Same partitioning strategies for producers.
Join operations#
The following join operations are available in Kafka streams:
Inner join
Left join
Outer join
Join operations are performed between two streams from two topics:
val left = builder.stream(topicLeft)
val right = builder.stream(topicRight)
val innerJoined = left
.join(
right,
{ leftVal, rightVal -> "left=" + leftVal + ", right=" + rightVal },
JoinWindows.of(Duration.ofMinutes(5))
) // Windowing
.to(topicJoined) // Output topic
Similarly, a .leftJoin
and .outerJoin
can be defined. The values will join on the topics keys.
Windowing#
One way to perform operations sequentially is by using windowing. This operation allows subdivision of groups into “ time buckets”, aggregating them bit by bit. Different window types exist:
Tumbling: No overlap, no gap
Hopping: Time-based, but can have overlap and/or gaps
Sliding: Dynamically based, only used for joins. Defined by the length of time between timestamps of any two records. No gaps, but overlap.
Session: Dynamic windows formed around activity based on the timestamps. Will contain gaps due to inactivity / idle time.
Late-Arriving Records is records that fall into a time window received after the end of that window’s grace period. These records can be processed by adjusting the retention period for a window. Any records arriving after this period will not be processed.
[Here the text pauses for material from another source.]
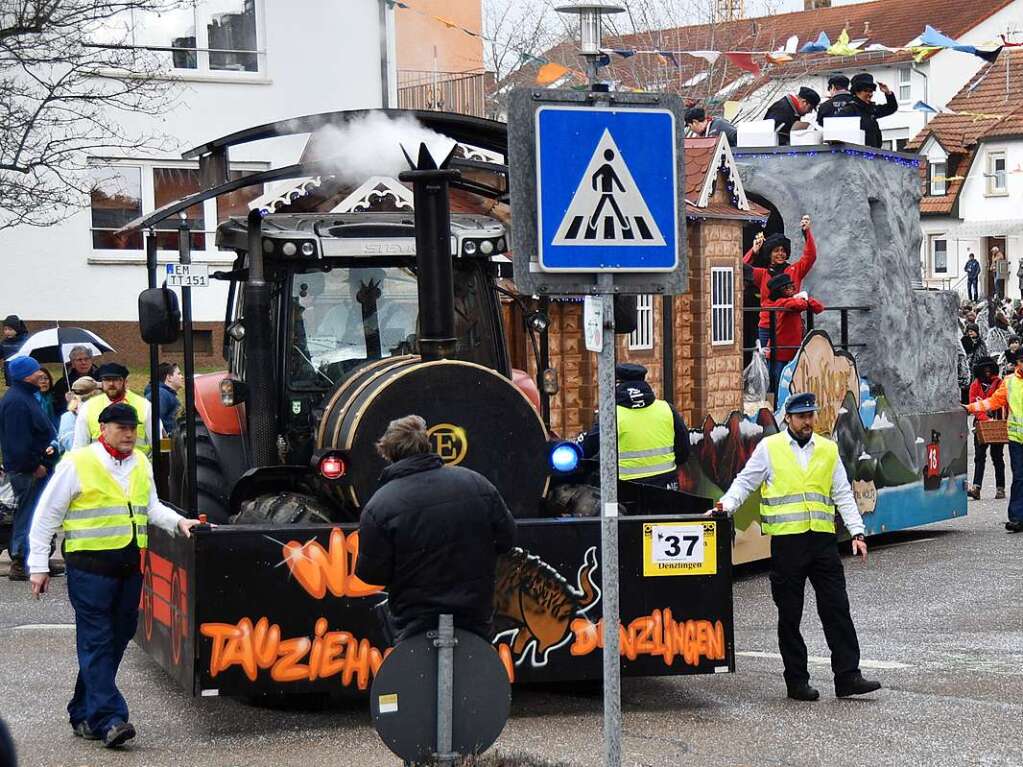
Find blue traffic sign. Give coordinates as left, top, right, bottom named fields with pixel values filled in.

Setting a tumbling and hopping windowing can be controlled by the .advanceBy(Duration.)
:
import java.time.Duration
// New window will be started after 12 seconds => Hopping time window
val windowedStream = stream
.groupByKey()
.windowedBy(TimeWindows.of(Duration.ofSeconds(10)).advanceBy(Duration.ofSeconds(12)))
Time in Streams#
Time in the context of streams is used in operations such as windowing, and define time boundaries. These include:
Event time: Time when event was created at the source.
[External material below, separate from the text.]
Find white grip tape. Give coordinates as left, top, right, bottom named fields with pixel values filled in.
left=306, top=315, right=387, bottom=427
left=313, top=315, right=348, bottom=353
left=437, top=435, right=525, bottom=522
Ingestion time: Time when the event was stored in a topic partition by a Kafka broker.
Processing time/Wall-clock-time: Time when the event started to be handled/processed by the stream processing application.
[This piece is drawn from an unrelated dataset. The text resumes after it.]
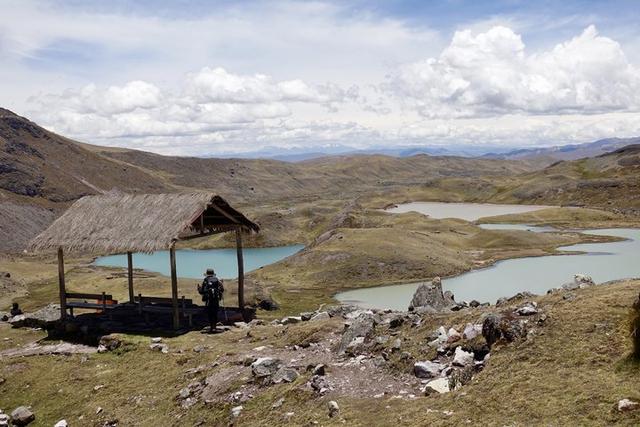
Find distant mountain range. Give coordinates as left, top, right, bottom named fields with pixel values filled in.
left=483, top=137, right=640, bottom=163
left=216, top=137, right=640, bottom=164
Processing time can happen days after the event actually happened. Time zones should be standardized.
Streams vs Database/Tables#
There are some notable differences, including:
Streams keep a history of changes
No deleting a stream
A table can be converted to a stream (or other way)
Streams are preferred for transactions or real-time events / logs
Streams Design Patterns#
Depending on the goal and purpose of the data, several stream design patterns are available. Patterns:
Single event processing: Each event is handled independently. No state is needed.
Local state processing: May include storing min and max values; need to store some state. Suffers from increased memory usage.
Multiphase processing: Partially uses local state, but kicks over to a new partition for aggregating part of the incoming data.
External processing: When data is external to a stream and performs an external lookup. May cause latency issues.
Windowed join: Design where two event streams are matched within a time window.
Out of Sequence events: For handling events arriving at the wrong time.
Stream Frameworks#
What framework to use will depend on the type of application.
Ingest: Try Kafka Connect.
Low millisecond: Request/Response system.
Real-time data analytics: Performing complex aggregations for insight.
Asynchronous Microservices: Requires local state caching events.